Malawi police have arrested three human rights activists for allegedly inciting violence after they announced plans to march on the presidential palace to force President Peter Mutharika to sign a electoral reforms bill passed by parliament last month.
Police spokesperson James Kadadzera said on Wednesday that Human Rights Defenders Coalition (HRDC) leader Timothy Mtambo had handed himself to law enforcement agents on Tuesday to answer charges of inciting public disorder.
He said two other activists, MacDonald Sembereka and Gift Trapence, had earlier been picked up by the police on Monday over the same allegations.

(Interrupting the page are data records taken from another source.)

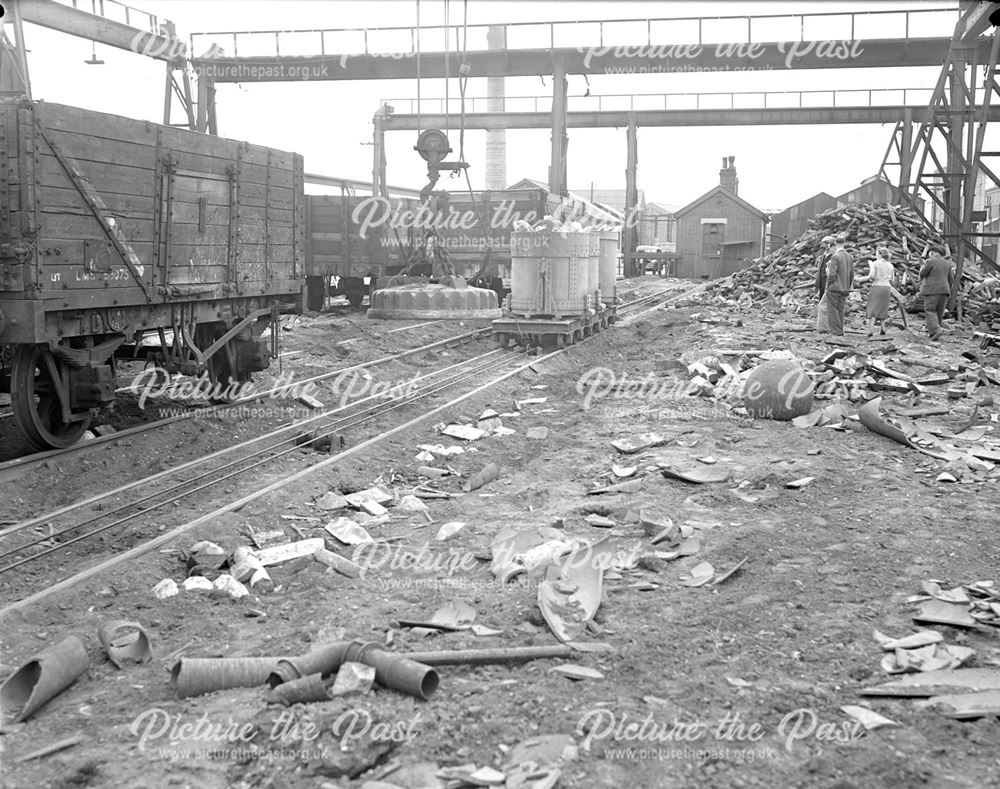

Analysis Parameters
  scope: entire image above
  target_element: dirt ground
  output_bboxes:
[0,278,1000,789]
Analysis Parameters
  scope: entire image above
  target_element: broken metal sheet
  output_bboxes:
[587,477,645,496]
[611,465,639,479]
[584,512,618,529]
[212,572,249,600]
[676,537,701,556]
[323,518,375,545]
[441,424,486,441]
[710,556,750,586]
[874,630,944,652]
[792,409,823,428]
[611,433,667,455]
[153,578,180,600]
[916,690,1000,720]
[859,668,1000,696]
[920,581,969,603]
[316,490,351,510]
[181,575,215,592]
[417,444,465,457]
[858,397,916,446]
[490,526,582,583]
[538,540,615,643]
[680,562,715,586]
[657,463,729,485]
[913,600,977,627]
[257,537,325,567]
[462,463,500,493]
[840,704,899,731]
[435,521,465,541]
[550,663,604,680]
[358,501,389,518]
[396,494,427,512]
[344,485,393,509]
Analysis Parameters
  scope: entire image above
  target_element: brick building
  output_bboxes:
[674,156,768,279]
[768,192,843,249]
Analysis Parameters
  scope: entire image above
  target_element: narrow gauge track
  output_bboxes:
[0,349,521,592]
[0,328,489,470]
[0,285,703,617]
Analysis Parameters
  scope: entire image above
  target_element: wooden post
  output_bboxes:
[899,109,913,195]
[549,58,569,197]
[944,48,966,255]
[622,113,640,277]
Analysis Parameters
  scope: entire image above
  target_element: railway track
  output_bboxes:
[0,329,489,470]
[0,285,702,618]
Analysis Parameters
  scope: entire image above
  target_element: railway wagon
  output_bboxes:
[305,194,417,311]
[0,99,305,448]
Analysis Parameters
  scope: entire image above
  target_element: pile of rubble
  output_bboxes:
[709,203,996,314]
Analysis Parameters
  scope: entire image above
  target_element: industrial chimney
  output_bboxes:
[486,25,507,189]
[719,156,740,194]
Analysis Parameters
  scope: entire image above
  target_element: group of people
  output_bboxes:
[816,233,953,341]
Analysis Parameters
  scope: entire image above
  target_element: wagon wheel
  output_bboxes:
[195,325,250,403]
[10,345,91,449]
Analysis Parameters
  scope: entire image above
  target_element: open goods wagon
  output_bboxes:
[0,99,305,448]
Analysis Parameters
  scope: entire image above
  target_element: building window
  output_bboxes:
[701,224,726,255]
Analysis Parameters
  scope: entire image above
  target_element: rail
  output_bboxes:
[56,0,160,33]
[189,5,959,57]
[303,173,420,197]
[381,88,934,115]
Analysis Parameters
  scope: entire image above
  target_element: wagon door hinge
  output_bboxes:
[34,116,153,303]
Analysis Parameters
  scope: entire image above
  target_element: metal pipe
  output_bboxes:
[170,657,287,699]
[347,641,440,701]
[0,636,90,723]
[406,644,573,666]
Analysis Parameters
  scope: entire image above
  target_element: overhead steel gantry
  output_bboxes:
[880,2,1000,302]
[7,0,195,129]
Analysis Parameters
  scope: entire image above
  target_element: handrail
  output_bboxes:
[56,0,160,33]
[381,88,934,115]
[189,5,959,57]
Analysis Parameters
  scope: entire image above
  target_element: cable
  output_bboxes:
[444,0,451,135]
[417,0,420,132]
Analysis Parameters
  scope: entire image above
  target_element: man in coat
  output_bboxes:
[826,233,854,337]
[920,246,952,341]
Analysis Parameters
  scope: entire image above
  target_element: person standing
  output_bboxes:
[816,236,835,332]
[856,247,896,337]
[920,246,952,341]
[826,233,854,337]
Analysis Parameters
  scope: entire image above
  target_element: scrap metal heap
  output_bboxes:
[708,203,1000,315]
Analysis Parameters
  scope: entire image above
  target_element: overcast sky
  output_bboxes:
[11,0,972,210]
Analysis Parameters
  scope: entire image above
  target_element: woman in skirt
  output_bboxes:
[856,247,896,337]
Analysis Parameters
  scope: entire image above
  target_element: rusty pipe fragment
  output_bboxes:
[171,641,573,700]
[405,644,573,666]
[347,641,440,701]
[272,673,330,707]
[267,641,351,688]
[170,657,287,699]
[0,636,90,723]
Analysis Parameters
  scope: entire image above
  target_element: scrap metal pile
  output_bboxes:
[708,203,996,314]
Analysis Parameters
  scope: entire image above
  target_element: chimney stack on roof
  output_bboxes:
[719,156,740,194]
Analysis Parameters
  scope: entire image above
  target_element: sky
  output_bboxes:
[7,0,976,211]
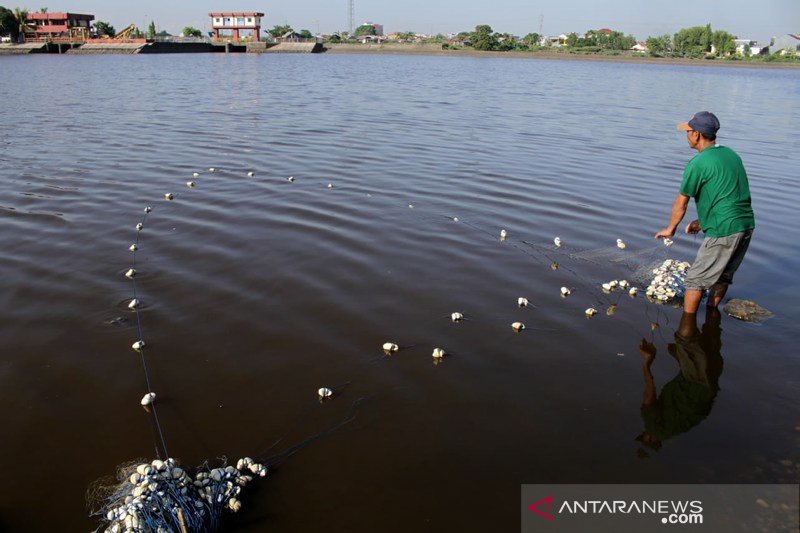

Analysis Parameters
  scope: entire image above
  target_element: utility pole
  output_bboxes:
[347,0,356,35]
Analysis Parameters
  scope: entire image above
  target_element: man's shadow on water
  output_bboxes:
[636,308,722,458]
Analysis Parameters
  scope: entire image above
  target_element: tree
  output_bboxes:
[522,33,542,47]
[711,30,736,56]
[94,20,117,37]
[0,6,19,41]
[598,31,636,50]
[470,24,499,50]
[268,24,294,38]
[14,7,29,42]
[181,26,203,37]
[645,34,672,55]
[673,24,713,56]
[355,24,378,37]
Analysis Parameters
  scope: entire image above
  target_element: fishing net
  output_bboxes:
[87,457,267,533]
[645,259,690,303]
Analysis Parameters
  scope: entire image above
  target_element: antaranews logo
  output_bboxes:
[528,495,703,525]
[528,496,556,521]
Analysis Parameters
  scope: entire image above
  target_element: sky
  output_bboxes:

“The activists were mobilising the public in major cities of the country to close all state residences which is against the Police Act,” Kadadzera told journalists in the capital Lilongwe.
The Act prohibits demonstrations or any gatherings near government buildings without the permission of the police.
The HRDC has announced plans to stage the protests on 25 March during which the activists would block access to all state residences across the country in a move meant to force Mutharika to assent to recent resolutions passed by Parliament.
Parliament passed a bill on electoral reforms amendment which has May 20 as the date for fresh elections.
It also wants the president should fire Malawi Electoral Commission chairperson Jane Ansah and her fellow commissioners for failing to manage last year’s disputed elections.